What are the main differences between value iteration and policy iteration in reinforcement learning?
Value iteration computes the optimal value function by iteratively updating the value of each state until convergence and derives the optimal policy from this value function. Policy iteration involves two steps: policy evaluation, where the value function for a fixed policy is calculated, and policy improvement, where the policy is updated based on the improved value function, until convergence. Policy iteration typically converges faster but may be computationally demanding per iteration compared to value iteration.
How does value iteration work in Markov Decision Processes?

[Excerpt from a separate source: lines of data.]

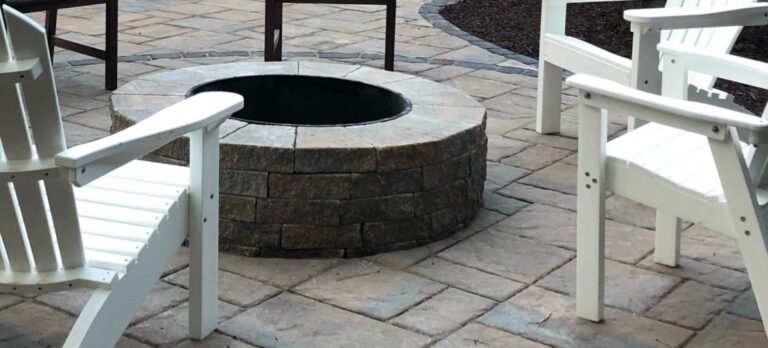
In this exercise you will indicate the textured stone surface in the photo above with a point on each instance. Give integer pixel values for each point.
(484, 336)
(467, 279)
(294, 321)
(626, 287)
(445, 312)
(691, 305)
(508, 256)
(551, 318)
(370, 289)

Value iteration in Markov Decision Processes involves iteratively updating the value of each state based on the expected rewards and future values of successor states, using the Bellman equation, to converge toward the optimal value function. Once the values stabilize, an optimal policy can be derived by choosing actions that maximize expected value.
What are the typical convergence criteria for value iteration in reinforcement learning?
Typical convergence criteria for value iteration include: reaching a predefined threshold for the difference between successive value functions, achieving convergence within a set number of iterations, or the value function change falling below a small ε (epsilon) value indicating minimal improvement.
How does value iteration handle environments with continuous state spaces?
Value iteration handles continuous state spaces by using function approximation techniques like discretization, linear function approximation, or neural networks to approximate the value function over the continuous space, allowing it to compute policies effectively within those environments.
What are the computational complexities associated with value iteration?
In value iteration, the computational complexity is mainly determined by the number of states (|S|), the number of actions (|A|), and the number of iterations required for convergence (usually O(1/(1-γ))), where γ is the discount factor. The complexity per iteration is O(|S|^2|A|).